Ekspert: trzeba pilnować stężenia solanki i czystości roztworu
Jakub Wojtasiewicz z firmy Illudia, która od blisko 30-lat zajmuje się budową tężni oraz produkcją wiązek tarniny (dostarczała ten materiał także na obiekt w Bochni), już w środę po naszym artykule od razu bez wahania zdiagnozował w rozmowie z Bochnianin.pl, że przyczyną kłopotów jest za niskie stężenie solanki i brak jej wymiany gdy była wizualnie zabrudzona.
Jak wskazuje, w tężniach inhalacyjnych stężenie solanki powinno wynosić 8-10%. Jeśli jest za niskie, może to być przyczyną kłopotów. – Gdy stężenie solanki spadnie poniżej 4%, w wodzie mogą zacząć rozwijać się bakterie i glony. Co prawda ponowny wzrost zasolenia je zabije, ale pozostaną zanieczyszczenia, a wkrótce pojawi się zapach. Zanieczyszczenia można stosunkowo łatwo usunąć z instalacji, a nawet drewnianych koryt, ale już nie za bardzo z samej tarniny – wyjaśnia.
Jedno jest pewne ponad wszelką wątpliwość: tężnie nie powinny „chodzić” na takiej zanieczyszczonej solance – przede wszystkim ze względów zdrowotnych dla ludzi „inhalujących się” takim roztworem. Dodatkowo bywa to podstawą do utraty gwarancji ze względu na błędy w użytkowaniu.
– Dwa podstawowe czynniki, których trzeba pilnować, to stężenie solanki i czystość roztworu. Jeśli widać, że roztwór jest już brunatny, należy solankę wymienić. Nie mówiąc już nawet o sytuacji, gdy zaczyna to wszystko jeszcze „pachnieć” – podsumowuje Jakub Wojtasiewicz.
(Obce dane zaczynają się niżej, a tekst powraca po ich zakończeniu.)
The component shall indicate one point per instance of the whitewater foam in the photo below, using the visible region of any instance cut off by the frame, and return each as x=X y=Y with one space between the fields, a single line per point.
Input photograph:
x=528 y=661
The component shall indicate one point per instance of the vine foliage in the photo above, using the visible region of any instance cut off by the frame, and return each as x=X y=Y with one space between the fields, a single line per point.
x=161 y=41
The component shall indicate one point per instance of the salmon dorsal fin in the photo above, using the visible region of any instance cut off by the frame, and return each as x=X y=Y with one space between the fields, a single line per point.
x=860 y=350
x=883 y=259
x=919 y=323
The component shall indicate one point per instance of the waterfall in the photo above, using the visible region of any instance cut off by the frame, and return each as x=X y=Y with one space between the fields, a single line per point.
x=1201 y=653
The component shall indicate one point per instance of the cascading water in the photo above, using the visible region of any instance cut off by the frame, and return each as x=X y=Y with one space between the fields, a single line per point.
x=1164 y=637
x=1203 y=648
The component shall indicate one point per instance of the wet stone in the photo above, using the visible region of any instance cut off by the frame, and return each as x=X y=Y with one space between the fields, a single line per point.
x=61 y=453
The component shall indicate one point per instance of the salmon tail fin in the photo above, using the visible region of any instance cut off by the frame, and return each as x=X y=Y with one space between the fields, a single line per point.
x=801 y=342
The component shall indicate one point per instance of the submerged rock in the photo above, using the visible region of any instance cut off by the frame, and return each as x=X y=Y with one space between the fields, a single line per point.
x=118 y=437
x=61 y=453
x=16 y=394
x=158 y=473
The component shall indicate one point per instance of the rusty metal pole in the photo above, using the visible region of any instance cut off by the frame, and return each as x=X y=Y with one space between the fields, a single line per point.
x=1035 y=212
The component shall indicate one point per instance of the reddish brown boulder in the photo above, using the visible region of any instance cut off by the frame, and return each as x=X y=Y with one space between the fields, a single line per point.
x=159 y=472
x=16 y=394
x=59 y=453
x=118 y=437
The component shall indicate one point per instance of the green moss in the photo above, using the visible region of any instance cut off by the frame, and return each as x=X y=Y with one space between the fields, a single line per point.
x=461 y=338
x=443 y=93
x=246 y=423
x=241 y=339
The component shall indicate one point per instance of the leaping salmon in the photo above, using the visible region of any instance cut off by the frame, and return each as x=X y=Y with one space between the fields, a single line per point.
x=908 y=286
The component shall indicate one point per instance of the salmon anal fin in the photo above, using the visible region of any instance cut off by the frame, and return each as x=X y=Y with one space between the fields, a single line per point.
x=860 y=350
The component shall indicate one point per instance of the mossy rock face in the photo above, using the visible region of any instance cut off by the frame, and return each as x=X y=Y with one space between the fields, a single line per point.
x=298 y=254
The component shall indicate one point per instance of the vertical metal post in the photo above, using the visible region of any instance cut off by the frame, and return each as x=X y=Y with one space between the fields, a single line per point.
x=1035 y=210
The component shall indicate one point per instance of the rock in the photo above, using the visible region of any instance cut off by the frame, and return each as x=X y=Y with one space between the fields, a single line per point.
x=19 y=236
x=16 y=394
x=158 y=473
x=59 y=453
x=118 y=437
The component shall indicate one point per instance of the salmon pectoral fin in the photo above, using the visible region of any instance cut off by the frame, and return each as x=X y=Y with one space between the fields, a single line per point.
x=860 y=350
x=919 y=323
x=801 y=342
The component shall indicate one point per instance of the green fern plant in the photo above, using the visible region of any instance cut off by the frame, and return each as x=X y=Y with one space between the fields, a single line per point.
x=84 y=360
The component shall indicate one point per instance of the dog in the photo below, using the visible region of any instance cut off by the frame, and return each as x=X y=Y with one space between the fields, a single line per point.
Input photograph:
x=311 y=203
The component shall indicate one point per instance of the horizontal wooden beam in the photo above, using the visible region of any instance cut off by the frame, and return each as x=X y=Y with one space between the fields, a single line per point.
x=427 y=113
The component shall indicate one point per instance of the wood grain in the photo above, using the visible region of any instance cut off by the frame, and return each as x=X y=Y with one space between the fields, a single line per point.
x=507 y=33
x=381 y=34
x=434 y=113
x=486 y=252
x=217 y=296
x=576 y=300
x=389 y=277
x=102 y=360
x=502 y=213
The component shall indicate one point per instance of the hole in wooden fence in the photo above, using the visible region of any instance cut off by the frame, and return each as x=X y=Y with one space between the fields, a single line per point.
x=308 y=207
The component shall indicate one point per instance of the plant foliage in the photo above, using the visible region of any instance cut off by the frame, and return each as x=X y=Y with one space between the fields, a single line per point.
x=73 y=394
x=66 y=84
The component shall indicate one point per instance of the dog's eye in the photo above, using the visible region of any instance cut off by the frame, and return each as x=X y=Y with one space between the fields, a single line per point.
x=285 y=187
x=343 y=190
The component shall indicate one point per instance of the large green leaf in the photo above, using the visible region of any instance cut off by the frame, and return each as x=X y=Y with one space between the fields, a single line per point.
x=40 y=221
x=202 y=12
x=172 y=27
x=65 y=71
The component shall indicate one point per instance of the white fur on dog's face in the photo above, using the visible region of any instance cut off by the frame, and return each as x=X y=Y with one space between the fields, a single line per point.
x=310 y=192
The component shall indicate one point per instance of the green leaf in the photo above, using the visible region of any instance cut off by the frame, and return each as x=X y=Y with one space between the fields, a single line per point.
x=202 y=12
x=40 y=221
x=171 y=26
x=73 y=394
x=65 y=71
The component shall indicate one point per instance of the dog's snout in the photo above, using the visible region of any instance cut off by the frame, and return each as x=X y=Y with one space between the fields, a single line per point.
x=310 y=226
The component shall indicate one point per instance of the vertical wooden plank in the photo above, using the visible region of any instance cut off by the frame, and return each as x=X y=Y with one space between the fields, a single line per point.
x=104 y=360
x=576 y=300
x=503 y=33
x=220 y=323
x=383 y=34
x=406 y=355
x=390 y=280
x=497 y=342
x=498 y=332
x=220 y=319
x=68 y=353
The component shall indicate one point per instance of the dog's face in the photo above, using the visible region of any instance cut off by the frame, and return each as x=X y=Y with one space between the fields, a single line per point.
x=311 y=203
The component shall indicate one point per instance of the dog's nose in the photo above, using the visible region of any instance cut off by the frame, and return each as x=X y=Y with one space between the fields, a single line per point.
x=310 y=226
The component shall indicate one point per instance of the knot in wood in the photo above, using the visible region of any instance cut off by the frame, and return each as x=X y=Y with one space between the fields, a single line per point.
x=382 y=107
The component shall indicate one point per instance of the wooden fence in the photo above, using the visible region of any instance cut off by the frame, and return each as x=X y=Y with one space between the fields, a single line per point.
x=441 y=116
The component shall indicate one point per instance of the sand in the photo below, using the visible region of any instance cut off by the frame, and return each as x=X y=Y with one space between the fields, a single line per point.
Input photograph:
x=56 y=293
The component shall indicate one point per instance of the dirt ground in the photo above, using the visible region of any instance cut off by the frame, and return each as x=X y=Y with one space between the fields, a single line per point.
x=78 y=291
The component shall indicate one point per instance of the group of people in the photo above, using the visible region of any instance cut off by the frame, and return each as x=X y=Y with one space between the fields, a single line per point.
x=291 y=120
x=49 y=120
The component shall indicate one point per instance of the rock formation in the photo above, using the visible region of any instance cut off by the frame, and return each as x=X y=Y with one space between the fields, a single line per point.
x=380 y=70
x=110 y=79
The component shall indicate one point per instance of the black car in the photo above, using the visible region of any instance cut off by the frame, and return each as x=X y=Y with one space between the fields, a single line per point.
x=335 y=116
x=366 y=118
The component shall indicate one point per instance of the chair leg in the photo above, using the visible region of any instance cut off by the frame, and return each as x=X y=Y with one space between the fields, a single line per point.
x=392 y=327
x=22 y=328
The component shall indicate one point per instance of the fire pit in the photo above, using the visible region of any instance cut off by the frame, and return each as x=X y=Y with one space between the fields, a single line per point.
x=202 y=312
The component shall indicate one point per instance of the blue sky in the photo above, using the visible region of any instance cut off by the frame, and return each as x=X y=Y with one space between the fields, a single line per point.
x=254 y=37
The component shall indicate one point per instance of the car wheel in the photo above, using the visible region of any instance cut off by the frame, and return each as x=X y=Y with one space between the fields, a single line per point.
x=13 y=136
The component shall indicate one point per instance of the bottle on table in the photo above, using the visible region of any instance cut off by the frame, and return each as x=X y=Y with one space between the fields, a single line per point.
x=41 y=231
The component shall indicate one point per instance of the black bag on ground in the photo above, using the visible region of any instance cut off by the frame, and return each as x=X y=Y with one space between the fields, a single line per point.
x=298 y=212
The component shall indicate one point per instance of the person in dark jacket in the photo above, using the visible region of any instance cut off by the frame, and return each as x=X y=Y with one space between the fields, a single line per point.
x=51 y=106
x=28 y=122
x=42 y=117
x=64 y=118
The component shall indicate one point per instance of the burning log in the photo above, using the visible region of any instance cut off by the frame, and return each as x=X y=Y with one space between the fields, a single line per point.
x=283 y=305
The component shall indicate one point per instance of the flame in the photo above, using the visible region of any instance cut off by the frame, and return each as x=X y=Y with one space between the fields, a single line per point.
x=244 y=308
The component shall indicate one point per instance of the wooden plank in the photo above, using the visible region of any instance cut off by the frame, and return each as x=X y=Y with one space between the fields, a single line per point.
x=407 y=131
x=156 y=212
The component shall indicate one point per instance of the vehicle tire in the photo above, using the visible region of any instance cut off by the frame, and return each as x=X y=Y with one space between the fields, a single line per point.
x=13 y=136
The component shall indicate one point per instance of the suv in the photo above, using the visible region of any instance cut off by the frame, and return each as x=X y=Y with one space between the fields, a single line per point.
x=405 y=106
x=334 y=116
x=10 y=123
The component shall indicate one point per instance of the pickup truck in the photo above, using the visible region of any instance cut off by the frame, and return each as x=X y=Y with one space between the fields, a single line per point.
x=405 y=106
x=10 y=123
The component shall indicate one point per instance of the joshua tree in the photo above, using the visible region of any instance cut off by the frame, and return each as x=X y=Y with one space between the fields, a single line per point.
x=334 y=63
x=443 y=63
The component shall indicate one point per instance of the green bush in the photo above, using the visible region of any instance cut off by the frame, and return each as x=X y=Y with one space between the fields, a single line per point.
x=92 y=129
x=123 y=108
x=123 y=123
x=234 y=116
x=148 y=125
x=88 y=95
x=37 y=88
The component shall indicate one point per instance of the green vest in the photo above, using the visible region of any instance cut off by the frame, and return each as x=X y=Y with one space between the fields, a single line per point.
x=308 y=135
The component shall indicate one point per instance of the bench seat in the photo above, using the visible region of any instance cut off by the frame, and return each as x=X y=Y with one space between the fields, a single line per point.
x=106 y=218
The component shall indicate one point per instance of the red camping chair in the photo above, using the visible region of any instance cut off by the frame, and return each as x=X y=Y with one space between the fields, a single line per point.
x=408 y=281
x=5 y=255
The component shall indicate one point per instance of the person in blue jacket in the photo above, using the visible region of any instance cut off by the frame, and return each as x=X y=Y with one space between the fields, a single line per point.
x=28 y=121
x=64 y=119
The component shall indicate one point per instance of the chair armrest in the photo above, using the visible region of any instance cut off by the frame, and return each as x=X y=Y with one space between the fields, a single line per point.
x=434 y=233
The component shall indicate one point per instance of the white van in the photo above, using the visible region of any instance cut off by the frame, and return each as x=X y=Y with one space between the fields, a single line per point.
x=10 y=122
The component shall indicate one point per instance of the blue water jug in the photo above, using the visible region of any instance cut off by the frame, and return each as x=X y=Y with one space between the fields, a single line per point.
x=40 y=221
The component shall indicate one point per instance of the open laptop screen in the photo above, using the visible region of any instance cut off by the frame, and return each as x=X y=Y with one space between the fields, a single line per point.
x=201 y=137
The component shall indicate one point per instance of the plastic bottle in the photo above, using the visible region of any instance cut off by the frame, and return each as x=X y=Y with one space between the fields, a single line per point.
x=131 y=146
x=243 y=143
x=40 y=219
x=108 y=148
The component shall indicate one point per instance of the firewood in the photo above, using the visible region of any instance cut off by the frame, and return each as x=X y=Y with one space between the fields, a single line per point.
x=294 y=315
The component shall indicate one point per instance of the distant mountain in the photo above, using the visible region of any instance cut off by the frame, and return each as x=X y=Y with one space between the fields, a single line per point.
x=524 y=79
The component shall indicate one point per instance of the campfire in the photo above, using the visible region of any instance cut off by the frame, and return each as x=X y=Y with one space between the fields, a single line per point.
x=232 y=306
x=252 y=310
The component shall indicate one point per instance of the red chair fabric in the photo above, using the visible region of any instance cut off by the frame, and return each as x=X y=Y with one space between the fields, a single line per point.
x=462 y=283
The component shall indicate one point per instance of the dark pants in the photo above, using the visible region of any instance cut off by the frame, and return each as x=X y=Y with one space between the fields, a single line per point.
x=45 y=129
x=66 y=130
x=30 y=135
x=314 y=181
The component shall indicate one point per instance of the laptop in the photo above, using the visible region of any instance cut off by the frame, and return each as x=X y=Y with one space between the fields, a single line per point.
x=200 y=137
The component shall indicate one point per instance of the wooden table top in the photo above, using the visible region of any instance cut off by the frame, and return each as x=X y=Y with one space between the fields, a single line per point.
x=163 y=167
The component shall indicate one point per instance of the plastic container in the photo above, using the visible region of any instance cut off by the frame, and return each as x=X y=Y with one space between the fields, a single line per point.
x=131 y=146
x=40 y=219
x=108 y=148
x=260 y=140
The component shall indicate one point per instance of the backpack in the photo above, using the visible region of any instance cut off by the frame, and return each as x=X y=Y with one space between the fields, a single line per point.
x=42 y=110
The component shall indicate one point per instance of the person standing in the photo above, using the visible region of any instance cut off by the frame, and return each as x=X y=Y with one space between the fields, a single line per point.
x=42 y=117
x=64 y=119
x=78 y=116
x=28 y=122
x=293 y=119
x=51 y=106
Ekspert dodaje, że solanka najbardziej brudzi się przy pierwszym rozruchu, gdy „obmywa” instalację i gałęzie tarniny, zbierając wszelkie zanieczyszczenia. W niektórych obiektach po tym etapie od razu jest ona wymieniana na czystą, zanim udostępni się tężnię użytkownikom.
W Bochni pierwsza wymiana nastąpiła w tym tygodniu, czyli pół roku po rozruchu.
Wymiana solanki to oczywiście koszty. Na etapie projektowania i ubiegania się o środki zewnętrzne kilka lat temu szacowano, że utrzymanie tężni w Bochni będzie kosztowało około 100 tys. zł rocznie.
Tężnia znów działa, zapachu nie ma
– Solanka została wymieniona, instalacja oczyszczona, tężnia jest od dzisiaj czynna i nie ma żadnych zanieczyszczeń – przekazał dziś Andrzej Koprowski dodając: – O kolejnych wyłączeniach tężni z eksploatacji będziemy informować z kilkudniowym wyprzedzeniem, tak aby ktoś przede wszystkim spoza Bochni, nie natknął się na zamknięty obiekt.